A vital aspect of quality management is correct training of work processes. Implementing quality-management policies in agreement with regulatory guidelines helps guarantee quality of care in compliance with laws. Having solid leadership, committed to quality care helps to creates unity of determination and direction within an organization (Carroll, 2009). The organizational culture affects outcomes, such as ethical decision-making, performance, and promise. High performing organizations support cultures that have good communication skills. Knowing how one fits in with the rest of the organization gives employees a common sense of community and self-importance in one’s work (Chee, Kamal, & Wingender, 2011). Upholding a strong organizational culture helps to increase patient’s quality of care. Quality management policies help strengthen confidence in the quality of care given and make medical outcomes better while reducing lawsuits. Policies in place offer a process for handling adverse events and giving stakeholders assurance that difficulties are being dealt with properly (Carroll, 2009). Identifying Risks

Former lawsuits, allegations, and patient, or staff complaints first govern the documentation of health care risks in the long-term care facility. Data collected from sources, such as employee and staff incident reports, resident satisfaction surveys, workers compensation claims, and state licensure surveys are valuable in recognizing areas that pose risk (Candlin & Candlin, 2002). Through analyzing former loss exposures, leaders can anticipate future problems...
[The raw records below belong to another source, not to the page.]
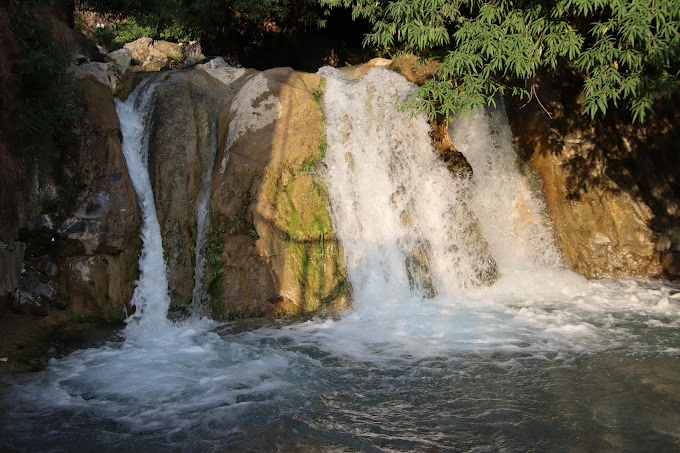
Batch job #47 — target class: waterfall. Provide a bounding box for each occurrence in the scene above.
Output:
[116,81,170,332]
[449,97,561,272]
[320,68,495,304]
[191,121,217,317]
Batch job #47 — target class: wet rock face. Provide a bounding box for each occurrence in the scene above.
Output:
[53,76,140,320]
[508,82,680,278]
[207,68,345,317]
[140,59,344,318]
[149,71,228,306]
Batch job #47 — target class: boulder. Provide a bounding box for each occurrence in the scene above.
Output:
[0,241,26,297]
[149,70,230,306]
[123,37,183,71]
[507,81,674,279]
[206,68,346,318]
[51,77,141,321]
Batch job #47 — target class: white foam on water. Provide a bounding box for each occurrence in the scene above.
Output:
[116,80,170,336]
[0,65,680,451]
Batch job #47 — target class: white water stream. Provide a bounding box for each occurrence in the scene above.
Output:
[116,82,170,336]
[0,69,680,452]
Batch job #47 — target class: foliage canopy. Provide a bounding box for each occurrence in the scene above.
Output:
[319,0,680,122]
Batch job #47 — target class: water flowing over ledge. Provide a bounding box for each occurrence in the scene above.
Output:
[116,81,170,335]
[0,65,680,451]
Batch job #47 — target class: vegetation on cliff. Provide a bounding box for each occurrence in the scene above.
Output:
[71,0,680,122]
[320,0,680,121]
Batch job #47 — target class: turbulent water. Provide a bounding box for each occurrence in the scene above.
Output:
[0,70,680,452]
[116,81,170,335]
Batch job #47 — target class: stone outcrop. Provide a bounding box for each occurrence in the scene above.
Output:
[127,59,346,318]
[149,71,230,306]
[508,81,680,278]
[208,68,346,317]
[123,38,205,71]
[53,77,141,320]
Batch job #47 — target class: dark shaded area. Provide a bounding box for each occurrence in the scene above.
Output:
[201,9,371,72]
[506,68,680,276]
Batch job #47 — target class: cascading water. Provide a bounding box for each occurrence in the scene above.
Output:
[191,121,217,317]
[449,97,561,272]
[0,65,680,452]
[322,65,495,304]
[116,81,170,333]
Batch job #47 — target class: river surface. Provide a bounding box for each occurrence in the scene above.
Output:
[0,69,680,452]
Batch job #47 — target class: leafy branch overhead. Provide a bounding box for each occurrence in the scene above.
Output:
[319,0,680,122]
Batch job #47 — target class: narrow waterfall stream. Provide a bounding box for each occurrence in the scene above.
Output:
[191,115,217,317]
[116,82,170,334]
[0,69,680,452]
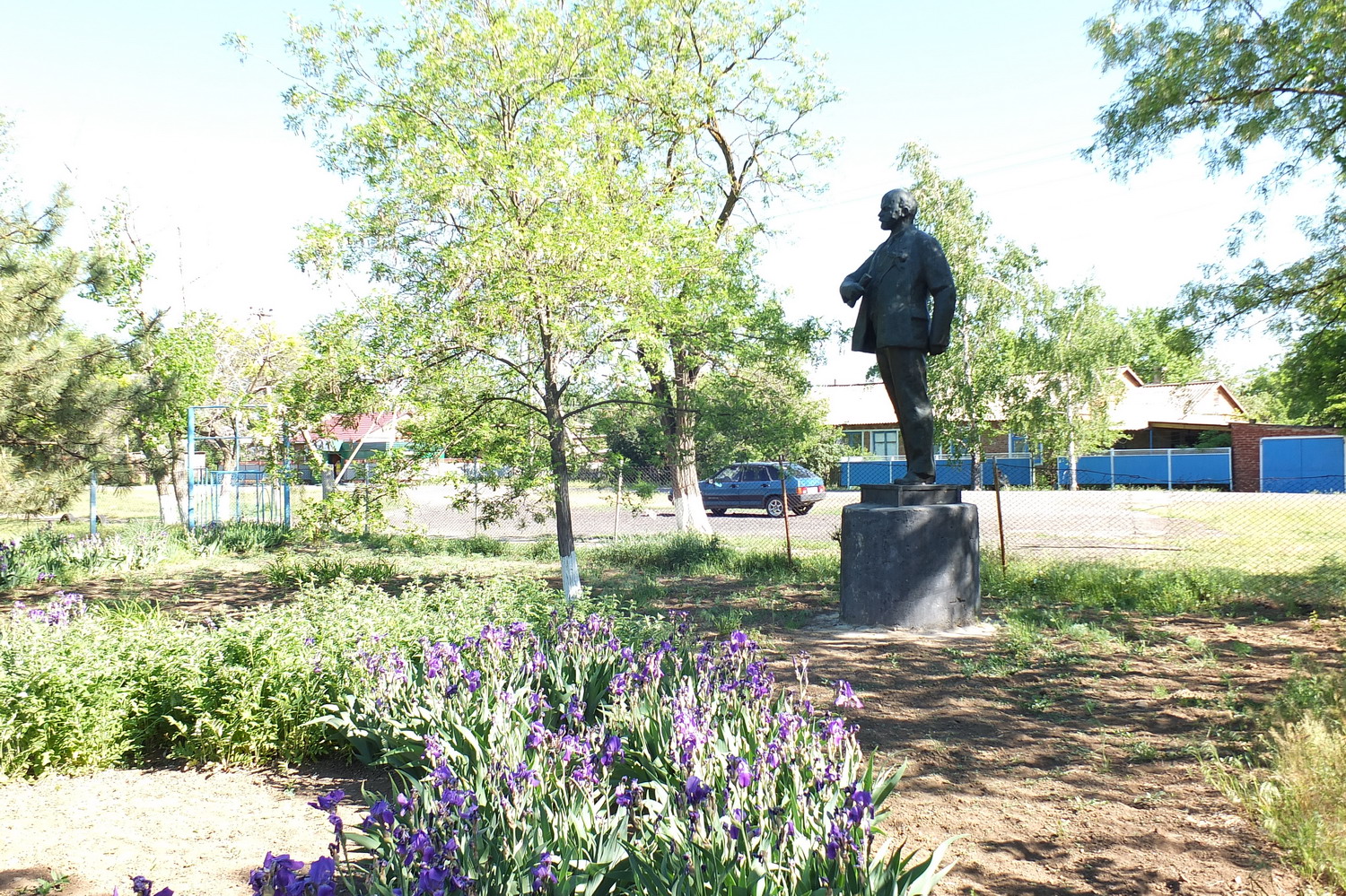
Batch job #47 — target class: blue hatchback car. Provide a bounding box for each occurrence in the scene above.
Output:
[689,463,828,517]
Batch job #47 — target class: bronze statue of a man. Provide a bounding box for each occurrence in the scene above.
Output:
[842,190,957,486]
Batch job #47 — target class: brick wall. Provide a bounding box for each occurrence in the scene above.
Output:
[1229,422,1341,491]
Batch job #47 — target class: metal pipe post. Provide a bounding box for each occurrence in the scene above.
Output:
[188,406,197,532]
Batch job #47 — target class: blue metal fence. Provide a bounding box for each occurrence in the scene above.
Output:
[1262,436,1346,494]
[1057,448,1233,489]
[839,454,1034,489]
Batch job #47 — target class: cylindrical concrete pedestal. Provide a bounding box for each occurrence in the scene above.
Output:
[842,486,982,630]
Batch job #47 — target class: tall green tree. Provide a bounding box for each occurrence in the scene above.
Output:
[1238,331,1346,427]
[267,0,668,597]
[1125,309,1219,382]
[1089,0,1346,336]
[1007,283,1130,490]
[614,0,835,533]
[91,202,225,525]
[0,118,126,514]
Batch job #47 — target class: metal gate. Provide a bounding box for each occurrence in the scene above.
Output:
[188,405,291,530]
[1262,436,1346,492]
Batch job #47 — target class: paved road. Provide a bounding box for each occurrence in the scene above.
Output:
[393,487,1346,557]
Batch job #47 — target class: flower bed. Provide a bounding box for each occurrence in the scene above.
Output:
[253,615,944,896]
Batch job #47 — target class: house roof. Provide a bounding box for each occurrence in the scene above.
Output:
[1111,379,1244,430]
[299,411,406,446]
[813,368,1244,431]
[813,382,898,427]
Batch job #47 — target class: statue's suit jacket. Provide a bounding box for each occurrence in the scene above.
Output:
[842,228,957,354]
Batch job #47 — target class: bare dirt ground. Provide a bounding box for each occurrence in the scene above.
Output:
[0,584,1346,896]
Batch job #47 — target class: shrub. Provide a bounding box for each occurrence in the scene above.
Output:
[1206,654,1346,890]
[267,557,398,588]
[0,578,622,778]
[193,522,293,556]
[0,525,182,589]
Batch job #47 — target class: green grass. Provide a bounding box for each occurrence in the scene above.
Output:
[1147,494,1346,581]
[0,578,630,780]
[1206,661,1346,890]
[581,535,842,584]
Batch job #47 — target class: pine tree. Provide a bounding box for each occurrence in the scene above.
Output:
[0,120,121,516]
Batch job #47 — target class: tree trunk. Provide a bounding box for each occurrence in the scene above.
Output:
[151,465,178,526]
[669,403,715,535]
[546,387,581,605]
[169,435,191,526]
[1066,408,1079,491]
[646,360,715,535]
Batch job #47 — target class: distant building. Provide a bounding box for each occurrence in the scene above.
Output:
[293,411,411,481]
[813,368,1244,457]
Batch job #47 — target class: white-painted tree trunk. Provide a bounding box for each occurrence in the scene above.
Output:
[673,489,715,535]
[562,551,581,605]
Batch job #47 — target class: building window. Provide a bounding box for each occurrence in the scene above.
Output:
[870,430,899,457]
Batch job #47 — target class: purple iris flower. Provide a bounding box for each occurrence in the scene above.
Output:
[683,775,711,806]
[729,756,753,787]
[533,852,560,893]
[836,678,864,709]
[309,788,346,813]
[598,735,626,766]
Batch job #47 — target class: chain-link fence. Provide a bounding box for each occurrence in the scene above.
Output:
[400,470,1346,600]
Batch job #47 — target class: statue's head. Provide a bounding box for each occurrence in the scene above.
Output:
[879,190,917,231]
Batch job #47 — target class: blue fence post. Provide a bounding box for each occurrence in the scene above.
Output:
[280,422,290,529]
[89,467,99,538]
[188,405,197,532]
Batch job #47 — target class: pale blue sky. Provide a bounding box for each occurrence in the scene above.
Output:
[0,0,1315,382]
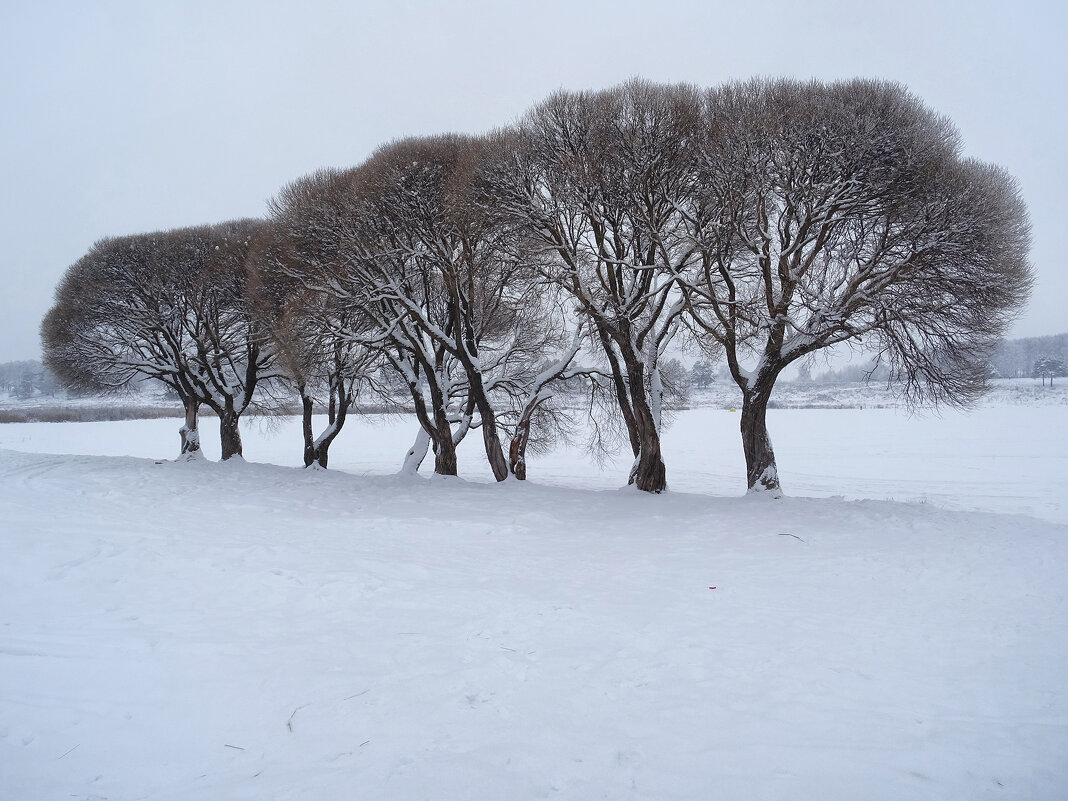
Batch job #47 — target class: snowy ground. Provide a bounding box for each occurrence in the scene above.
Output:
[0,406,1068,801]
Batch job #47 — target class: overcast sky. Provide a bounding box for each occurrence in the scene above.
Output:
[0,0,1068,362]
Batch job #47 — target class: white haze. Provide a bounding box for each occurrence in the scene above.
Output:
[0,0,1068,361]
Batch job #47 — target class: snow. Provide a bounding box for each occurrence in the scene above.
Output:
[0,406,1068,801]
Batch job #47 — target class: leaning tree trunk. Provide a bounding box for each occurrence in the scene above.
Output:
[741,376,783,498]
[433,434,456,475]
[471,375,508,482]
[300,390,315,468]
[631,403,668,492]
[627,364,668,492]
[178,401,202,458]
[219,402,241,461]
[314,387,352,470]
[508,408,534,482]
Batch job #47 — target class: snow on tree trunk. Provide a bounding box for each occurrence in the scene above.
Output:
[741,382,783,498]
[219,405,241,461]
[508,414,531,482]
[401,426,430,475]
[627,358,668,492]
[434,435,457,475]
[178,401,203,459]
[300,392,315,468]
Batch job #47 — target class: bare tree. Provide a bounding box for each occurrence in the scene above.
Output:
[681,80,1032,494]
[271,159,473,475]
[42,232,207,456]
[164,220,281,460]
[272,136,559,481]
[251,225,379,468]
[498,80,701,492]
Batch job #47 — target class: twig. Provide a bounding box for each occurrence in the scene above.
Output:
[285,704,308,732]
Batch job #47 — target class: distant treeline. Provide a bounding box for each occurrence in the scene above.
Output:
[990,333,1068,378]
[799,333,1068,383]
[0,333,1068,399]
[0,359,67,401]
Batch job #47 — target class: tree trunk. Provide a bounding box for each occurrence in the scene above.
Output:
[627,363,668,492]
[434,426,457,475]
[219,403,241,461]
[315,386,352,470]
[741,378,783,498]
[508,414,531,482]
[178,401,202,458]
[471,386,508,482]
[300,391,315,468]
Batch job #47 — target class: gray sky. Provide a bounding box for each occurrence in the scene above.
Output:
[0,0,1068,362]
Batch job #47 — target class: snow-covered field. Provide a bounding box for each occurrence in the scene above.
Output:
[0,405,1068,801]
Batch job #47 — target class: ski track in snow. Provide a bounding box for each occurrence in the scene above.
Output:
[0,410,1068,801]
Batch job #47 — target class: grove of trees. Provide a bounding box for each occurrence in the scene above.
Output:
[42,79,1032,496]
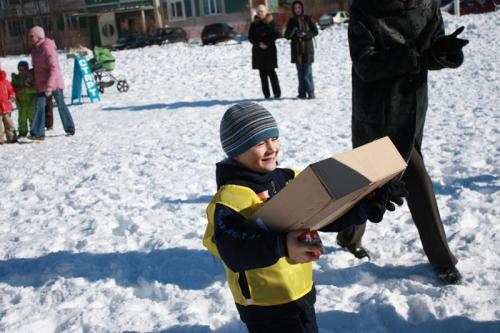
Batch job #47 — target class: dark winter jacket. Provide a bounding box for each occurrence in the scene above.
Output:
[248,14,280,70]
[285,1,318,64]
[348,0,463,158]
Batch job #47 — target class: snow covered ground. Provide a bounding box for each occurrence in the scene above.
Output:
[0,12,500,333]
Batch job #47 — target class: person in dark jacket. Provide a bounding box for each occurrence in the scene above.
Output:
[337,0,468,284]
[285,1,318,99]
[203,103,366,333]
[248,5,281,98]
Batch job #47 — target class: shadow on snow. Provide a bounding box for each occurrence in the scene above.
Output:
[0,248,225,289]
[102,98,293,111]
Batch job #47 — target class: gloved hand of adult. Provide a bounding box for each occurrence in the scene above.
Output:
[431,26,469,56]
[365,180,408,223]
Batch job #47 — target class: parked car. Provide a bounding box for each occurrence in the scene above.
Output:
[111,35,151,50]
[151,27,188,45]
[319,11,349,29]
[201,23,236,45]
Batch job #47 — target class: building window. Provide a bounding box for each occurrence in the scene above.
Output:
[203,0,222,15]
[167,0,186,21]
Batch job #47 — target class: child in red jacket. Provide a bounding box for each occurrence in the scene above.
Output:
[0,69,17,144]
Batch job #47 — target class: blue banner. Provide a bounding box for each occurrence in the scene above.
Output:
[71,57,101,104]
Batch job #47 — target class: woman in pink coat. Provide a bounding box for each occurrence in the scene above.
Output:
[0,69,17,144]
[29,26,75,140]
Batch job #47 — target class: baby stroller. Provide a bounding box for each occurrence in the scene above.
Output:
[89,46,129,94]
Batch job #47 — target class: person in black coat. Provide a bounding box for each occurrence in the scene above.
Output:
[337,0,468,284]
[285,1,318,98]
[248,5,281,98]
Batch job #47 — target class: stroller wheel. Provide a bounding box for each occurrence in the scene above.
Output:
[116,80,129,92]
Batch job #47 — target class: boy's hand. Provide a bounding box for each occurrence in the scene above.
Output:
[286,230,325,263]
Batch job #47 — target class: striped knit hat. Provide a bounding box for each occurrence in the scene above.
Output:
[220,103,279,157]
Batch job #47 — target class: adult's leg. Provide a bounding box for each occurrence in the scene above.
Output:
[54,90,75,135]
[45,96,54,129]
[3,113,17,143]
[17,105,28,136]
[304,63,315,97]
[269,68,281,97]
[295,63,306,98]
[30,92,47,136]
[403,148,457,268]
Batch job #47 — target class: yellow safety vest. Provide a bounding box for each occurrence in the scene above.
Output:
[203,185,313,306]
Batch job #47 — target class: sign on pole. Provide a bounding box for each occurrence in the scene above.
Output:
[71,56,101,104]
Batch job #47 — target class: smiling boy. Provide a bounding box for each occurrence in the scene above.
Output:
[203,103,366,333]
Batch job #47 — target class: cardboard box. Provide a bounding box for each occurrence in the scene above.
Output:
[251,137,406,231]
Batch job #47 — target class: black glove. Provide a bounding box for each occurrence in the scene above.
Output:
[431,26,469,56]
[365,180,408,223]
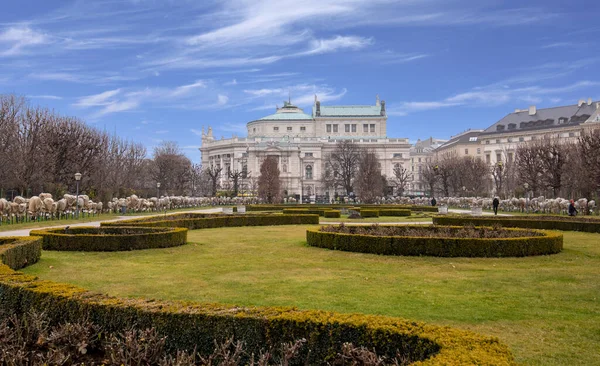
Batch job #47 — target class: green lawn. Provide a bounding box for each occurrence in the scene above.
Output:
[24,226,600,365]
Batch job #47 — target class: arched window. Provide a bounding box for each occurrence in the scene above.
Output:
[304,165,312,179]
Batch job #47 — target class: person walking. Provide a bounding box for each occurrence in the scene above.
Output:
[569,200,578,216]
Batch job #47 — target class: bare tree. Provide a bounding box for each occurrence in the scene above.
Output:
[515,141,544,195]
[355,150,386,203]
[391,163,412,196]
[205,165,223,197]
[258,156,281,203]
[321,140,361,195]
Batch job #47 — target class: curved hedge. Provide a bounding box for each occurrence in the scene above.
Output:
[306,226,563,257]
[325,210,341,219]
[100,213,319,230]
[0,265,515,365]
[31,226,187,252]
[0,236,42,269]
[433,216,600,233]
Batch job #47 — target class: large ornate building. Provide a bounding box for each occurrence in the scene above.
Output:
[200,96,410,200]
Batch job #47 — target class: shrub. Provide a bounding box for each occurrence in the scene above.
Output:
[100,214,319,230]
[0,265,514,365]
[325,210,341,219]
[0,236,42,269]
[379,208,410,216]
[31,226,187,252]
[306,227,563,257]
[433,216,600,233]
[360,209,379,218]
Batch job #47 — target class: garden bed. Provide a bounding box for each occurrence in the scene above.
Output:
[433,215,600,233]
[31,226,187,252]
[306,225,563,257]
[100,213,319,230]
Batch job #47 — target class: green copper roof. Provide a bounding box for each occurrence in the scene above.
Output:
[259,113,312,121]
[313,105,381,117]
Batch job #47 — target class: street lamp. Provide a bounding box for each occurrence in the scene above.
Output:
[75,173,81,218]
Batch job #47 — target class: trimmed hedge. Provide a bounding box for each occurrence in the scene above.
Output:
[31,226,188,252]
[283,208,331,216]
[433,216,600,233]
[100,213,319,230]
[379,209,410,216]
[359,209,379,217]
[0,265,515,365]
[306,226,563,257]
[325,210,341,219]
[0,236,42,269]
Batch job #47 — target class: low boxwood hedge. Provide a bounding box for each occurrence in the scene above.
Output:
[360,208,379,217]
[0,236,42,269]
[379,209,410,216]
[100,213,319,230]
[325,210,341,219]
[31,226,188,252]
[0,265,515,365]
[306,227,563,257]
[433,215,600,233]
[283,208,331,216]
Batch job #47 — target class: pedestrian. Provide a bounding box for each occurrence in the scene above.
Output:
[569,200,577,216]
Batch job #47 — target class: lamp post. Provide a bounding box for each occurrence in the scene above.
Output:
[75,173,81,218]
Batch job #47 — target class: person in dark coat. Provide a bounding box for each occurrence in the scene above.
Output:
[492,197,500,215]
[569,200,578,216]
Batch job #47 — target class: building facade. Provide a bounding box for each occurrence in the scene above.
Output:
[200,96,410,201]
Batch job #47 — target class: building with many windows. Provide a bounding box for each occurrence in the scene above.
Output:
[200,96,410,200]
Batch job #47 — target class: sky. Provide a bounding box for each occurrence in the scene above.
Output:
[0,0,600,162]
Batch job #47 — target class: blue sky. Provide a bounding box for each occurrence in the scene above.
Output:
[0,0,600,162]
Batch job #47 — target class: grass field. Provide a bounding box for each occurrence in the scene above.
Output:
[24,226,600,365]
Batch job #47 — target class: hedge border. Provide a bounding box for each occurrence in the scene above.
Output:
[0,265,515,365]
[100,213,319,230]
[30,225,188,252]
[433,216,600,233]
[0,236,42,269]
[306,226,563,257]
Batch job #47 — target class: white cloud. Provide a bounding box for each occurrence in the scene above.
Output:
[0,27,51,56]
[74,89,121,108]
[298,36,373,55]
[217,94,229,105]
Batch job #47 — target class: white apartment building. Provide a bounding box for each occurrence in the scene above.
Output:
[200,96,410,200]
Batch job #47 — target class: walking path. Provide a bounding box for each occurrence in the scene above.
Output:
[0,207,223,237]
[0,207,512,237]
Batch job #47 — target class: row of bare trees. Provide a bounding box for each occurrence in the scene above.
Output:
[0,95,208,201]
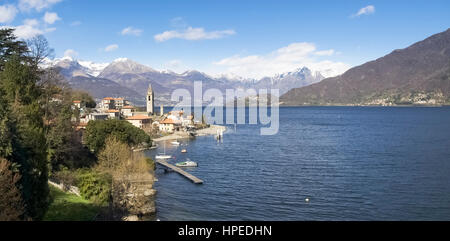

References: Candlin, C. N., & Candlin, S. (2002). Discourse, Expertise, and the management of risk in health care settings. Research on Language & Social Interaction, 32(2), 115-123.
Carroll, R. L. (2009). Risk management handbook for health care organizations (Student ed.). San Francisco, CA: Jossey-Bass.
Ceniceros, R. (2008). Risk management changes improve health care delivery. Business Insurance, 42(17), 10
Chee, W. Kamal, M., & Wingender, J. (2011). Improving hospital performance through organizational culture. Advances In Management, 4(7), 33-38.
Jones, D., & Cotta, J. (2009). Lessons from the field: How one hospital combines quality, compliance, and patient safety. Journal of Health Care Compliance, 11(5), 53-75.
Kapp, M. (2003). Resident safety and medical errors in nursing homes. Journal of Legal Medicine, 24(1), 51-76.
Occupational Safety and Health Administration. (2003). Guidelines for Nursing Homes. Retrieved from http://www.osha.gov/ergonomics/guidelines/nursinghome/final_nh_guidelines.html
Rhodes, L. H. (2001). Safety & health in nursing homes. Professional Safety, 46(6), 25.